東北で民話を記録する「採訪」の旅を50年以上続ける小野和子さん 忘れられない語り手たちの人生をつづる新刊

 誰に頼まれたわけでもなく、山奥の村や海辺の町を一人で訪れ「民話を聞かせてください」と家々の戸をたたいた。小野和子さん(90)=仙台市=は宮城県を中心に東北を歩き、話をせがみ、50年以上にわたり民話を記録してきた。自身の営みを「採訪」と呼ぶ。<むがぁーす、むがぁす(昔々)>。無名の民が小野さんに託した民話と採訪の旅をつづった前作「あいたくてききたくて旅にでる」(2019年)に続き、新刊の「忘れられない日本人 民話を語る人たち」では語り手の人生に焦点を当てた。2冊を一緒に作ったのは小野さんの「若き友」、キュレーターで編集者の清水チナツさん(41)=北九州市出身。2人を仙台に訪ねた。 

 小野さんは岐阜・飛騨高山の生まれ。東京女子大で児童文学を学び、24歳で結婚し仙台へ。35歳、3人目の子が1歳になった頃に採訪を始めた。日曜日は大学教員の夫に子を託し、バスで日帰りした。夫は最初の読み手として、いつも面白がってくれた。41歳で「みやぎ民話の会」を設立。足を運び話を聞く日々をライフワークとして積み重ねてきた。

 なぜ民話に引かれたのか。戦争が残した「目に見えない傷だったのかも」と小野さんは思う。終戦の夏、家屋疎開の命令に伴って自宅の土蔵や家を自分たちで解体した。作業が終わるころに玉音放送が流れた。学校では教科書に墨を塗らされた。信じるに足るものとは何か。長年考え続ける中で民話の語りに出合った。「日本の土台文化を支えてきた人々のつつましさに心を奪われました」

 50歳も年の離れた2人が会ったのは東日本大震災後の2011年。民話の会と学習施設「せんだいメディアテーク」は録音テープをデジタル化し、映像も記録して公開する取り組みを始めた。メディアテークの担当学芸員が清水さんだった。採訪に同行し、山奥で話を聞かせてもらうたび「この世も捨てたもんじゃないと思うでしょ」と小野さんは言った。顧みられず、価値がないとされてきた周縁の人々の語りに耳を傾ける行為。それは人がそこに生きたことを証明すると同時に、お互いにとっての「救い」なのだと清水さんは気付かされた。

 私家版の採訪記を広く読んでもらおうと、清水さんは仲間と出版社を興し「あいたくてききたくて旅にでる」を刊行。累計1万部に達している。

 新刊は民話の語り手8人の来し方をつづる。大正生まれの佐々木トモさんは、祖母の語る民話と育った。寒冷地の貧しい集落。「むがし語れ」とせがんでくれた友人やいとこはよそへ「貸され(売られ)」た。体が弱いトモさんは残り、山向こうの家に嫁いだ。そこでも姑から話をせがまれ、皆がトモさんを囲んだ。そんな幸せな光景をテレビが変えた。人々はテレビを囲み、昔話は記憶に閉じ込められた。

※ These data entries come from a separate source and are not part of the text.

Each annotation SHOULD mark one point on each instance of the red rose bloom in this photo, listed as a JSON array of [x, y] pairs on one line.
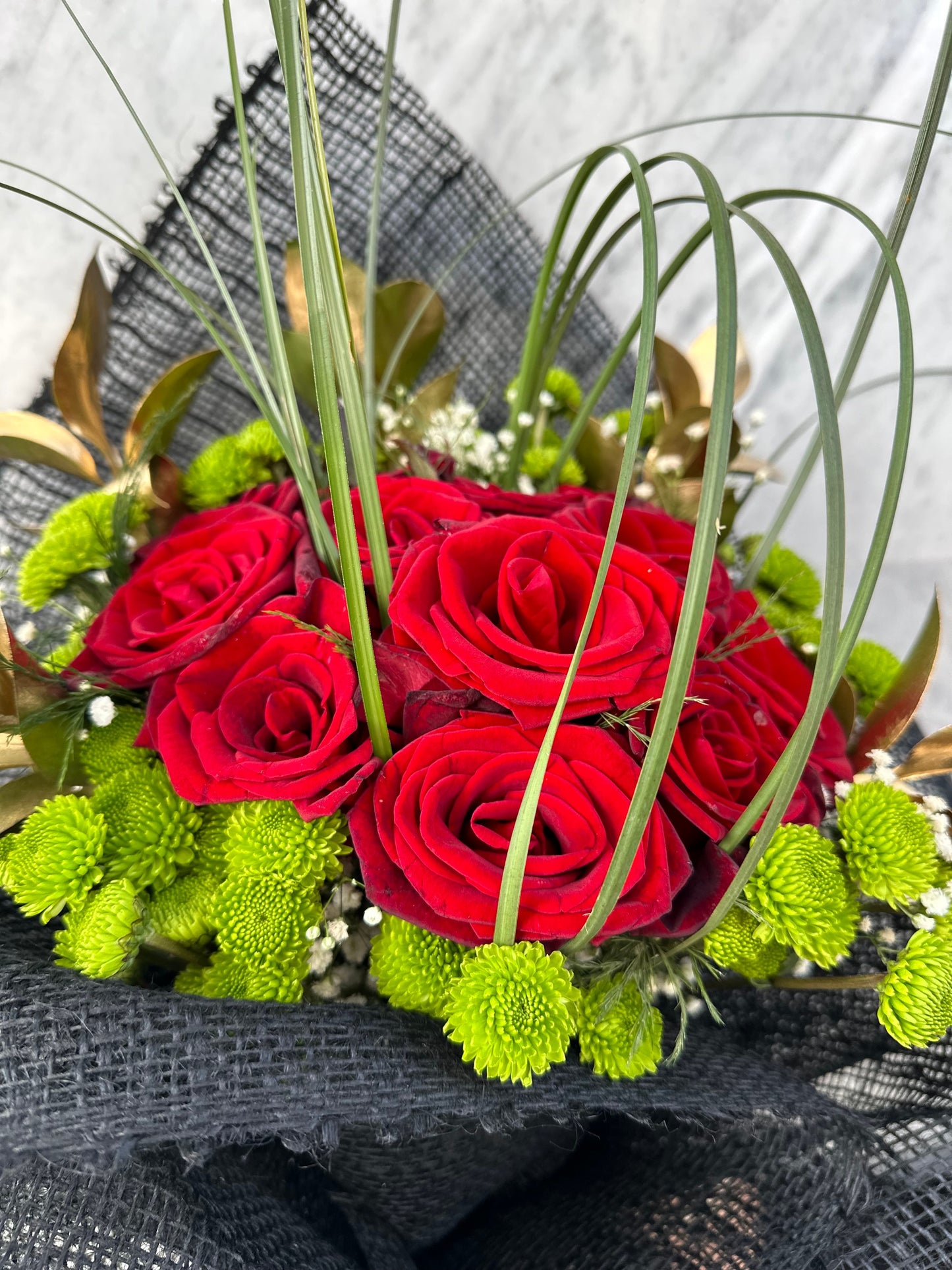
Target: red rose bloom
[[412, 505], [433, 831], [512, 502], [498, 608], [192, 589], [657, 535], [727, 747], [268, 713]]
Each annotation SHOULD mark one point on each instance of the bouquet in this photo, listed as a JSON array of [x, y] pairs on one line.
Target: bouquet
[[511, 728]]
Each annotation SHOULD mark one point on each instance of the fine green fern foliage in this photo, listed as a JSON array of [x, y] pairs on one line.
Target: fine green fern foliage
[[801, 892], [889, 844], [55, 857], [112, 749], [621, 1038], [102, 934], [513, 1010], [150, 830], [414, 968], [76, 539]]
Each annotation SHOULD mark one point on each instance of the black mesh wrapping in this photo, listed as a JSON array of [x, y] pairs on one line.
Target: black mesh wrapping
[[145, 1130]]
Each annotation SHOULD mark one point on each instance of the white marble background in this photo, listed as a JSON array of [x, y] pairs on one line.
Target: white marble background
[[530, 84]]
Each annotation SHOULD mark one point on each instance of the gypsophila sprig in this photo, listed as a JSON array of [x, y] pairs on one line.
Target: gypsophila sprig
[[801, 890], [271, 836], [889, 844], [620, 1031], [150, 830], [916, 997], [55, 857], [103, 933], [738, 944], [513, 1010], [414, 968]]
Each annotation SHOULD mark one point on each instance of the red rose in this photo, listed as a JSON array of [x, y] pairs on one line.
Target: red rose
[[193, 587], [657, 535], [512, 502], [433, 830], [729, 741], [412, 505], [498, 608], [268, 713]]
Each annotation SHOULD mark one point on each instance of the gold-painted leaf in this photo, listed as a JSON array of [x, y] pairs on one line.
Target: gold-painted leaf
[[297, 347], [675, 378], [80, 362], [22, 797], [931, 757], [36, 440], [165, 404], [890, 716], [395, 308], [702, 355], [434, 395], [294, 297]]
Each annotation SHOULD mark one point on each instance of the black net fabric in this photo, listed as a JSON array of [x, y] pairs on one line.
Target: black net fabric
[[146, 1130]]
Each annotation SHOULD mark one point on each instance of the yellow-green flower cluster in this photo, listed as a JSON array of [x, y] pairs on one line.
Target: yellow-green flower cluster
[[800, 889], [889, 844], [231, 465], [76, 539]]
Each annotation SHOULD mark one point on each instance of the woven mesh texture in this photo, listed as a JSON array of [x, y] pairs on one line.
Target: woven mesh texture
[[145, 1130]]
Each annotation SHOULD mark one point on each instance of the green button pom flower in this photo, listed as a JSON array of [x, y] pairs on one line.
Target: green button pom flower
[[264, 916], [55, 857], [513, 1010], [800, 888], [76, 539], [414, 968], [615, 1016], [889, 844], [872, 671], [739, 944], [916, 997], [112, 749], [272, 836], [183, 911], [150, 830], [102, 934]]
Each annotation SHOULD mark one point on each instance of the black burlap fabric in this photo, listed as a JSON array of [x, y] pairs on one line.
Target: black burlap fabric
[[145, 1130]]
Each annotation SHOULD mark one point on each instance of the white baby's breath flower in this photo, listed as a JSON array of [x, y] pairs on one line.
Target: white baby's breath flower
[[934, 902], [101, 712]]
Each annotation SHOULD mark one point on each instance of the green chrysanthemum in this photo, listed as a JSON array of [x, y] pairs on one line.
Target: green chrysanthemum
[[183, 911], [414, 968], [231, 465], [212, 838], [264, 916], [76, 539], [111, 749], [785, 575], [738, 944], [872, 671], [102, 934], [916, 997], [150, 830], [229, 975], [64, 653], [513, 1010], [800, 888], [607, 1034], [55, 857], [272, 836], [889, 845]]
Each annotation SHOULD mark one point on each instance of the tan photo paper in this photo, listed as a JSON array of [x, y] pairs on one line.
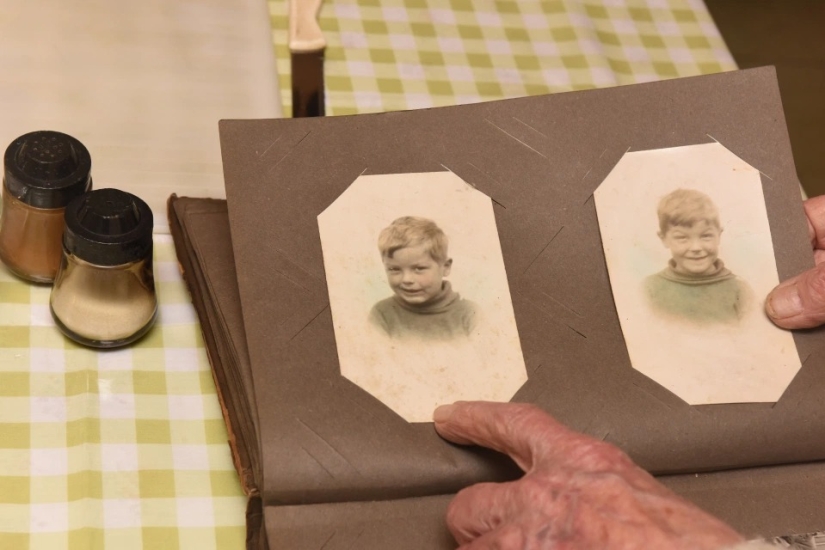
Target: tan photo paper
[[690, 257], [419, 294]]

 小野さんは、トモさんが覚えていた民話を約300ページの本にまとめたことがある。完成直前に「語らねえでしまったが、ここにもうひとつあんのす」と、トモさんは胸を手で押さえ、意を決したように語り始めた。おじいさんとおばあさんが茶の間でまりをつく話は貧村が経験してきた悲しい身売りが題材。最後まで口にできなかった物語だった。民話とは、切実な現実を背負いながら、その重みに耐えて生きる知恵でもあった。

 他に、268編も記憶していた永浦誠喜さんや、当初は「まだ語れねえちゃ」と返されたが、親しくなり10年後に語ってくれた佐藤玲子さんらとの出会いをつづっている。

 宮城に民話が多く残っていたわけではなく「聞き手がいた」のだと小野さんは強調する。聞き手がいなければ忘れられ、消えていくしかない民話。誰しもの古里に、いつか聞かれることを待ちつつ失われた無数の民話があったのだろう。

 タイトルは宮本常一の名著を連想させる。「忘れられない日本人はたくさんいたのに、誰も気付かなかったし価値も置かなかった。摩滅していった無数のものの上に、ようやく私たちは立っているんです。そのことを忘れないでいたい」。小野さんの言葉に清水さんは深くうなずいた。2人は3作目の準備を進めている。

■「忘れられない日本人」はパンプクエイクス刊、3520円。